In the 1990s, the genre got self-involved, most notably in the meta-horror films Scream (1996) and The Blair Witch Project (1999). But gyms and exercise culture were still used for the occasional setup—like when Ryan Phillippe got a foreboding Polaroid following a boxing session in I Know What You Did Last Summer (1997). Even the jogging sequence that opened The Silence of the Lambs (1991) established the dichotomy between brains and bodies that unraveled over the course of the film. But the health club as a major site for kills or gags became a thing of the past—American Psycho (2000), a film based on a 1991 novel depicting life in 1987, captured some of that old 80s magic by showing its psychotic protagonist obsessively working out while Texas Chainsaw Massacre plays on the TV, and Final Destination 3 (2006) featured a weight machine reminiscent of Demons 2. But when the country declared war on obesity, documentaries, talk shows, and reality TV made the alternatives to fitness look horrifying enough. Who can forget the guy who got calf implants on the “I Want the Perfect Body” episode of MTV’s True Life (2003)?
Though a few recent horror films have brought attention back to our hard-on for hard bods, including the rehab sci-fi horror The Cure for Wellness (2016) and even the youth and physique-obsessed Get Out (2017), we’re still yet to see the genre make a major return to highlighting the masochistic ways we build our bodies—not that the idea of the “revenge body” isn’t perfect for it.
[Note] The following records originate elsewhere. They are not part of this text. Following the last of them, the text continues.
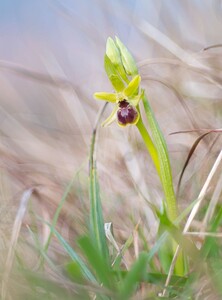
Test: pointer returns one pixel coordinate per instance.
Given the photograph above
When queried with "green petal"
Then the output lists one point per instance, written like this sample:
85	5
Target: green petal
127	59
109	97
113	52
111	118
132	86
117	83
113	75
135	100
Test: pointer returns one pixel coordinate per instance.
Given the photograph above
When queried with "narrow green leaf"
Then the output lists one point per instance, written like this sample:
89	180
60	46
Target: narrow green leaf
165	175
133	277
74	256
97	261
97	230
165	168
Instead, eviscerating exercise culture seems more the province of comedy these days, despite the fact that comedians like Amy Schumer are also in pretty good shape.
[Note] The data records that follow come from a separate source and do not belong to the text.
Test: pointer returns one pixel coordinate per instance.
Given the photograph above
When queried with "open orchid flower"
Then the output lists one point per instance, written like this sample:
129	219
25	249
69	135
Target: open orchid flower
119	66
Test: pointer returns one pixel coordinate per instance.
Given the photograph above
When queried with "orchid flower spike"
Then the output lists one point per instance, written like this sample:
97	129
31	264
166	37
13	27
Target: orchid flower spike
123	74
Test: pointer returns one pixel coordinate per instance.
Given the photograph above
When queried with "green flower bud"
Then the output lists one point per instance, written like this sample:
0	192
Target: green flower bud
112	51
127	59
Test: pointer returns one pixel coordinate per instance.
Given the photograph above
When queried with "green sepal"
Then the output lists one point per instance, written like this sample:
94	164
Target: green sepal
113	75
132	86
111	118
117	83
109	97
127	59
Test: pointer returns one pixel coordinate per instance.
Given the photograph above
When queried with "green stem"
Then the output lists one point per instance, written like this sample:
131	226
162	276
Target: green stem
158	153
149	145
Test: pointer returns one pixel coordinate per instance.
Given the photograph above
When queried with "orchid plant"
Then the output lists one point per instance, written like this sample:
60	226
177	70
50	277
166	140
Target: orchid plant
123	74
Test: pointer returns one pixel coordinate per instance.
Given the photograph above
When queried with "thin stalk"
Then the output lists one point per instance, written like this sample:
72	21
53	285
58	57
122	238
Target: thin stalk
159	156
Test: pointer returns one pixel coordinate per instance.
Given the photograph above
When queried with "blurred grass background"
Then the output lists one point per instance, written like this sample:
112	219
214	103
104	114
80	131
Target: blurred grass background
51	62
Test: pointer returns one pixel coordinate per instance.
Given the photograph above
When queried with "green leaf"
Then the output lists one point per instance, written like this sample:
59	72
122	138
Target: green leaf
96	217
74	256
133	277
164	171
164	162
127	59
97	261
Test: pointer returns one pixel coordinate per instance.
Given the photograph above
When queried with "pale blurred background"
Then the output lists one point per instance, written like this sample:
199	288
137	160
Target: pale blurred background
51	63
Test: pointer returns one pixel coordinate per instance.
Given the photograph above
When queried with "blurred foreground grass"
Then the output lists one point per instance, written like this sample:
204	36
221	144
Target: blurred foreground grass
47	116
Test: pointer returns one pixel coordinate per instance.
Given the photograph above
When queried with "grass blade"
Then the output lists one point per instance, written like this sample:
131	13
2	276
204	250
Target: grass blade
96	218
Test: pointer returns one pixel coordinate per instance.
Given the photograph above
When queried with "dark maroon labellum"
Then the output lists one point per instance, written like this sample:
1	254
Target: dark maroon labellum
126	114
Much like the horror genre, the fitness industry was borne out of the fear of death. As McKenzie pointed out, the so-called “cardiac crisis” of the 1950s, a widespread cultural unrest related to an increased number of middle-aged businessmen dying of heart attacks, inspired the earliest instances of gyms for the middle class. “Corporations started putting in company gyms for middle class men who sat on their butts all day and were dropping like flies at the time.” Thus, in an era of constant self-commemoration via social media, it seems that fear of mortality has taken on a new sense of urgency. Our bodies, which have become more public, are becoming more image than reality. But as horror master David Cronenberg pointed out in a 2009 interview with ContactMusic.com, “…the first fact of human existence is the human body. But if you embrace the reality of the human body, you embrace mortality, and that is a very difficult thing to do because the self-conscious mind cannot imagine non-existence. It's impossible to do.”
Unfortunately, while American society has taken workout culture to new heights in its pursuit of flawless bodies, we've yet to really embrace our mortality in the way that Cronenberg outlined. Because of this, the scary movies of the 80s still have a prescient message about the horror of our unyielding and fruitless obsession with physical perfection.